准备好一套Db2 HADR环境,数据库名为 HADR
。
测试点:关闭 DB2_HADR_ROS_AVOID_REPLAY_ONLY_WINDOW
,则在primary上运行DDL会导致standby上的连接被force掉。
因为测试环境是Db2 V11.5,默认是打开 DB2_HADR_ROS_AVOID_REPLAY_ONLY_WINDOW
的,为了测试replay-only window,需要在standby上关闭 DB2_HADR_ROS_AVOID_REPLAY_ONLY_WINDOW
:
db2set DB2_HADR_ROS_AVOID_REPLAY_ONLY_WINDOW=OFF
然后验证一下:
[db2inst1@limb1 ~]$ db2set -all
[i] DB2_HADR_ROS_AVOID_REPLAY_ONLY_WINDOW=OFF
[i] DB2_STANDBY_ISO=UR
[i] DB2_HADR_ROS=ON
[i] DB2_ATS_ENABLE=YES
[i] DB2COMM=TCPIP
[g] DB2SYSTEM=limb1.fyre.ibm.com
注意:改变 DB2_HADR_ROS_AVOID_REPLAY_ONLY_WINDOW
设置后,需要重新activate一下standby:
[db2inst1@limb1 ~]$ db2 deactivate db hadr
DB20000I The DEACTIVATE DATABASE command completed successfully.
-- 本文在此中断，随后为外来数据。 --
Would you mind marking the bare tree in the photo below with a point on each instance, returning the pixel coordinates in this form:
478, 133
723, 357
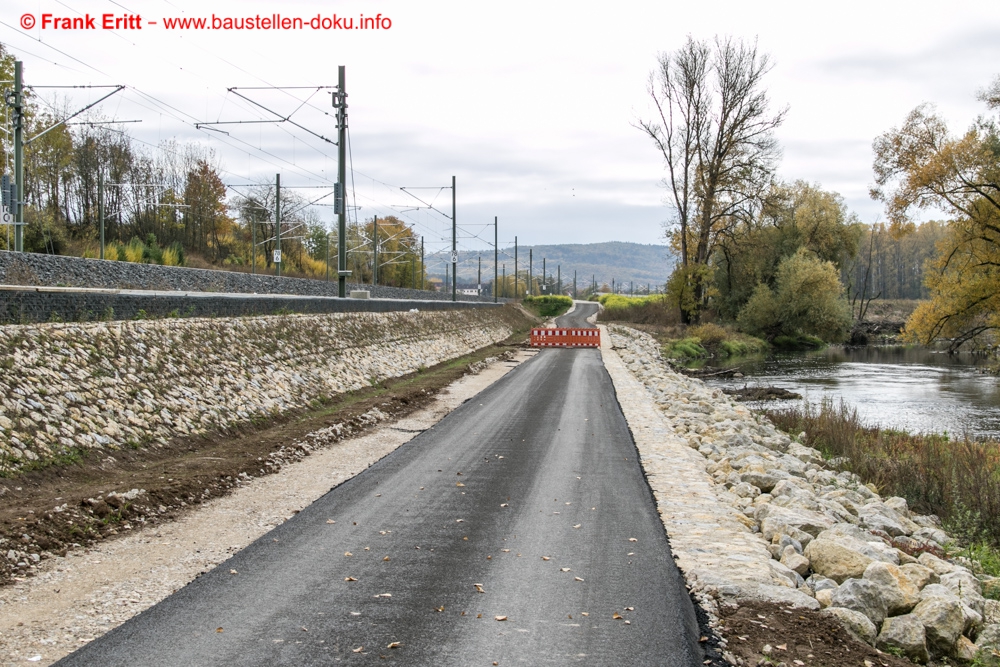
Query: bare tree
716, 133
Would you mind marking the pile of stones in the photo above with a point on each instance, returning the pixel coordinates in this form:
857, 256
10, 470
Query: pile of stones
871, 562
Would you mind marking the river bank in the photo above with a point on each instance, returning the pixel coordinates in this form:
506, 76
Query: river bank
755, 516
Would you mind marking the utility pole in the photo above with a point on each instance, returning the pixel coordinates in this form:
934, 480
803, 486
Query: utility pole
515, 267
340, 101
18, 119
496, 257
454, 246
100, 205
277, 222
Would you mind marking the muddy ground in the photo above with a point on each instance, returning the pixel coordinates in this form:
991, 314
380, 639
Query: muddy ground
761, 633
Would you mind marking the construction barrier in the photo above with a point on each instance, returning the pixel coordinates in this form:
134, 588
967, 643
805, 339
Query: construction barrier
565, 338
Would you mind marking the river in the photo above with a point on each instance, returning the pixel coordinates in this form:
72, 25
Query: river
916, 390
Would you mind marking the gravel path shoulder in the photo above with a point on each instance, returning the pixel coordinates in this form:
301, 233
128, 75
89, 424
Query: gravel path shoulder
80, 597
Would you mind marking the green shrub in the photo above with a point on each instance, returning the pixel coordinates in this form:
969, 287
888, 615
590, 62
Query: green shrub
685, 349
808, 299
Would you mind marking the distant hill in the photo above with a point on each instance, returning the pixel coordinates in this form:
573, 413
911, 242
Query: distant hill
618, 260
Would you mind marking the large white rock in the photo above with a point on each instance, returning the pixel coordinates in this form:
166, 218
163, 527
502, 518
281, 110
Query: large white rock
905, 634
966, 587
775, 519
795, 561
919, 575
898, 592
835, 560
943, 622
862, 596
940, 567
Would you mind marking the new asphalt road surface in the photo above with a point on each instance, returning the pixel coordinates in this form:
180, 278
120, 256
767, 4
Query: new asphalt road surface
518, 530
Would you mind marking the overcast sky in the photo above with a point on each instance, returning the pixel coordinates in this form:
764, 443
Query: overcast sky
528, 104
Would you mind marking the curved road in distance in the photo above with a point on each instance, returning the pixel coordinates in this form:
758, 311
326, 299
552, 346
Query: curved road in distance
526, 504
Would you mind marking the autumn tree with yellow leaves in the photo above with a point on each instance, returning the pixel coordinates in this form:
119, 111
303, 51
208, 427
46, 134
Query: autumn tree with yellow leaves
922, 166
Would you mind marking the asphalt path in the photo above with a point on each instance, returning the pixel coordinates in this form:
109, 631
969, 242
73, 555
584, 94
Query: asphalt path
518, 530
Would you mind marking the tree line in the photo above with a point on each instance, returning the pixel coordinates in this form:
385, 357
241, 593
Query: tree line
788, 258
168, 203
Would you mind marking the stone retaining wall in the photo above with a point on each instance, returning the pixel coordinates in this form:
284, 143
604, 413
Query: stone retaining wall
752, 514
24, 305
61, 271
111, 385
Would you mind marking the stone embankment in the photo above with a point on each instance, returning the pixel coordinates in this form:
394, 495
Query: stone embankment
66, 387
754, 514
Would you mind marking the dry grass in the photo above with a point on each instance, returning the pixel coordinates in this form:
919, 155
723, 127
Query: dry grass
958, 480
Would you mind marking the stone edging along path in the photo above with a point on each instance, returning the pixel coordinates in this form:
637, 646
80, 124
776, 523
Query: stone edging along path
754, 515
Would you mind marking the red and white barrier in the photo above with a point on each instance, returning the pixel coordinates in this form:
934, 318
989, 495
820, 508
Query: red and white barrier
565, 337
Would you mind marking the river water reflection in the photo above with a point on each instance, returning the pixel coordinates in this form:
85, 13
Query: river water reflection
911, 389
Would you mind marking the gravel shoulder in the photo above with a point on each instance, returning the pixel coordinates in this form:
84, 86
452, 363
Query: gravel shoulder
76, 598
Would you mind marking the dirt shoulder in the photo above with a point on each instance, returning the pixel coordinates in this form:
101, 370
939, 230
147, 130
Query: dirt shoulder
75, 598
78, 502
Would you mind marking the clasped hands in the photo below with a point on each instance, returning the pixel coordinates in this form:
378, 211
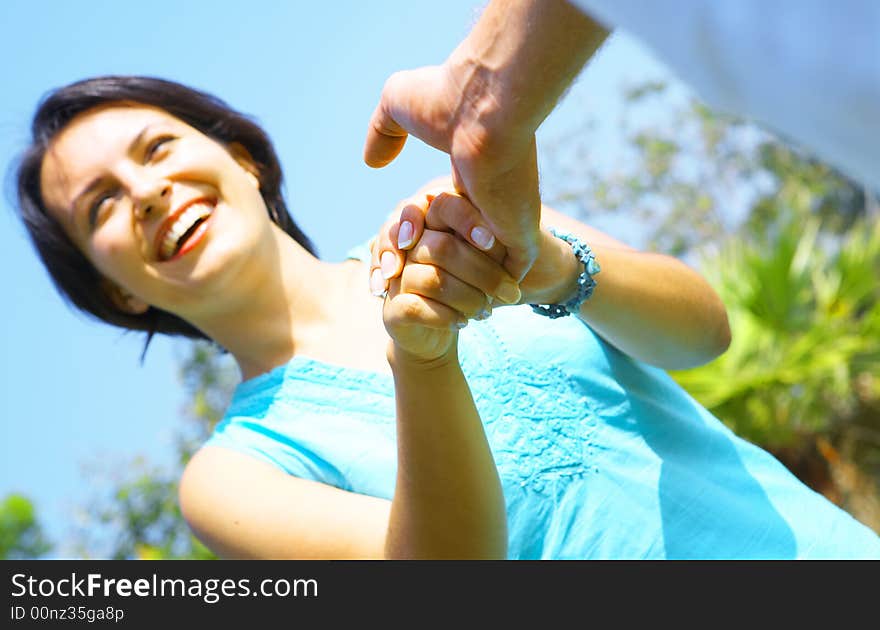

注:如果DB上有连接,则deactivate操作会失败,需要先把连接都断开,再deactivate。
[db2inst1@limb1 ~]$ db2 activate db hadr
DB20000I The ACTIVATE DATABASE command completed successfully.
接下来,在primary和standby上都建立DB连接,确认能访问 T1
表。以primary为例:
[db2inst1@myrmidon1 ~]$ db2 connect to hadr
Database Connection Information
Database server = DB2/LINUXX8664 11.5.0.0
SQL authorization ID = DB2INST1
Local database alias = HADR
[db2inst1@myrmidon1 ~]$ db2 "select * from t1"
C1 C2
----------- -----------
1 111
2 222
2 record(s) selected.
Standby上也一样。
现在,在primary上运行一个DDL:
[db2inst1@myrmidon1 ~]$ db2 "alter table t1 add column c3 int"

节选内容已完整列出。